Project manager: Prof. Dr. Patrick Bienert
Scientific staff: Jiline Tölle
In addition to global warming, projected climate change is predicted to result in more frequent occurrences of contrasting weather extremes, even within the vegetative period of a single crop. The physiological adaption of established high-yielding varieties to such conditions is very limited. In Europe, climate records show that winters with increased precipitation rates have been followed by persistent drought periods in spring. Such a weather sequence strongly challenges the nutrient and water acquisition and subsequent yield of crops such as maize and winter-type oilseed-rape.

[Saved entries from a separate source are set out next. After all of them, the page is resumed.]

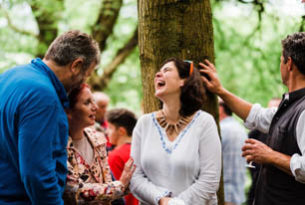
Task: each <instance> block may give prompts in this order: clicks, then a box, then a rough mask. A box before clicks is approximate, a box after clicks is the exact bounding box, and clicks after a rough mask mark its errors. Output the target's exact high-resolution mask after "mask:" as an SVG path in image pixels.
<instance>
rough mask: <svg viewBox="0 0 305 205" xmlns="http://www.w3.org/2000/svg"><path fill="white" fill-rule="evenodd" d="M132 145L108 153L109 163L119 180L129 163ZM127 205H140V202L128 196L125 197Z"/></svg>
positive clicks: (130, 194) (125, 146)
mask: <svg viewBox="0 0 305 205" xmlns="http://www.w3.org/2000/svg"><path fill="white" fill-rule="evenodd" d="M130 147H131V146H130V143H126V144H123V145H122V146H120V147H118V148H115V149H114V150H112V151H110V152H108V163H109V166H110V169H111V171H112V173H113V176H114V177H115V178H116V179H117V180H119V179H120V177H121V174H122V172H123V170H124V166H125V163H126V162H127V161H128V159H129V156H130ZM124 198H125V201H126V205H138V204H139V202H138V200H137V199H136V198H135V197H134V196H133V195H132V194H128V195H127V196H125V197H124Z"/></svg>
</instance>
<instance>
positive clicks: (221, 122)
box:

Nutrients such as nitrate, sulphate and particularly boron are prone to leaching during winter and, even if resupplied during a dry season in spring, can no longer reach plants roots due to the lack of soil water mass flow towards the roots. Boron deficiency causes a significant inhibition of root growth. The associated lack of further root expansion and foraging of the soil is detrimental in an environment which is already limited in water and nutrients. The aim of this project is to identify specific Boron / water efficiency mechanisms in crops and to make them available for climate adapting breeding strategies. Complementary, an optimized field-suitable Boron fertilizer management is targeted. This will help to achieve a healthy root and shoot development in early summer, even under climatically-caused water limiting growth conditions.